Ada apa dengan anak itu? batinnya.

*****
Flashback::

“ne, Yama-chan…kau bisa bantu aku kan?? Ayolaah…!!” Chinen Yuri disana, berdiri sambil menarik-narik lengan seragam sahabatnya, Yamada Ryosuke. Sementara Yamada sendiri hanya bisa menggelengkan kepala, memandang sahabatnya heran.

“ayolah yama-chan…Cuma kau yang bisa membantu Chii…” Yuto Nakajima ikut-ikutan menarik lengan baju Yamada. Sementara yang jadi objek tarikan hanya bisa meringis kesal.

Ada apa sih dengan kalian berdua?mengajari Chii menjadi Ryu Amakusa? Supaya apa, hah?” Frustrasi, Yamada akhirnya bersuara. Sukses membuat Chinen dan Yuto diam. Namun beberapa detik kemudian, Chinen sudah mengambil tempat tepat di sebelahnya.

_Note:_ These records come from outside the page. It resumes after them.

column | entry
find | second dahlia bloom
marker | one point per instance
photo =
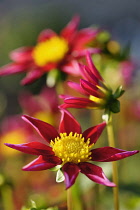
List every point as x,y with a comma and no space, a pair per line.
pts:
51,51
98,94
71,149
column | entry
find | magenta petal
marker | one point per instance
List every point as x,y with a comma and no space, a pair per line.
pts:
77,87
107,154
47,131
68,123
77,102
42,163
46,34
12,68
32,76
71,172
72,68
22,55
92,67
82,53
84,36
95,173
71,28
88,75
33,148
94,132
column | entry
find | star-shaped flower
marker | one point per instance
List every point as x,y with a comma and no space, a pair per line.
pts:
51,51
71,148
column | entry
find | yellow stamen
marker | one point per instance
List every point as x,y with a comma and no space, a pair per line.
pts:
52,50
71,148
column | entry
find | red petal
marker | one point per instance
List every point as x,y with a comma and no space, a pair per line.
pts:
88,75
12,68
68,123
33,148
107,154
42,163
70,30
94,132
71,172
32,76
92,67
46,34
95,173
77,87
22,55
47,131
49,95
83,52
76,102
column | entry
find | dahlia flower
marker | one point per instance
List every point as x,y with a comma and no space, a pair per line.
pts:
71,149
51,51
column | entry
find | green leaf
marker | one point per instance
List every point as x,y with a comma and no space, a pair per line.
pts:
59,176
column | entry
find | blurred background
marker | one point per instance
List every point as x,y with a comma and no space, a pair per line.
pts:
20,24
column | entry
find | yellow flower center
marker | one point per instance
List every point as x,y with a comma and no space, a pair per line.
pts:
71,148
13,137
45,116
52,50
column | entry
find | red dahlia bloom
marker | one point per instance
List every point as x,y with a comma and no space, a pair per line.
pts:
51,51
71,148
98,94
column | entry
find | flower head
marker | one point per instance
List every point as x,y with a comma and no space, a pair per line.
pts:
71,149
98,94
51,51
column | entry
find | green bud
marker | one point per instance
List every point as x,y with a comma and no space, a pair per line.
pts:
119,92
114,106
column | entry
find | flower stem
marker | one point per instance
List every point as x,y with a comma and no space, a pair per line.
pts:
111,142
7,200
69,199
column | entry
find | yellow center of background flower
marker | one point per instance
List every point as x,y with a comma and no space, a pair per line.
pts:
13,137
52,50
71,148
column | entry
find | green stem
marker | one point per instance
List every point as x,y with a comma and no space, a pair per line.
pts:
69,199
7,200
111,142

“begini loh, Yama-chaan—…”

End of flashback

*****
“Hee??? Jadi dingin? Maksudnya gimana siih?” Shida Mirai memandangi teman semejanya tidak percaya. Kawashima Umika -yang tadi baru saja selesai curhat-curhatan heboh dengan Mirai- menyandarkan dagunya ke meja. Jelas sekali dia terlihat begitu kesal. Di belakang mereka, Ohgo suzuka yang dari tadi sibuk menyalin PR Mirai akhirnya menghentikan aktivitas, ingin lebih tenggelam dalam pembicaraan 2 sahabatnya itu.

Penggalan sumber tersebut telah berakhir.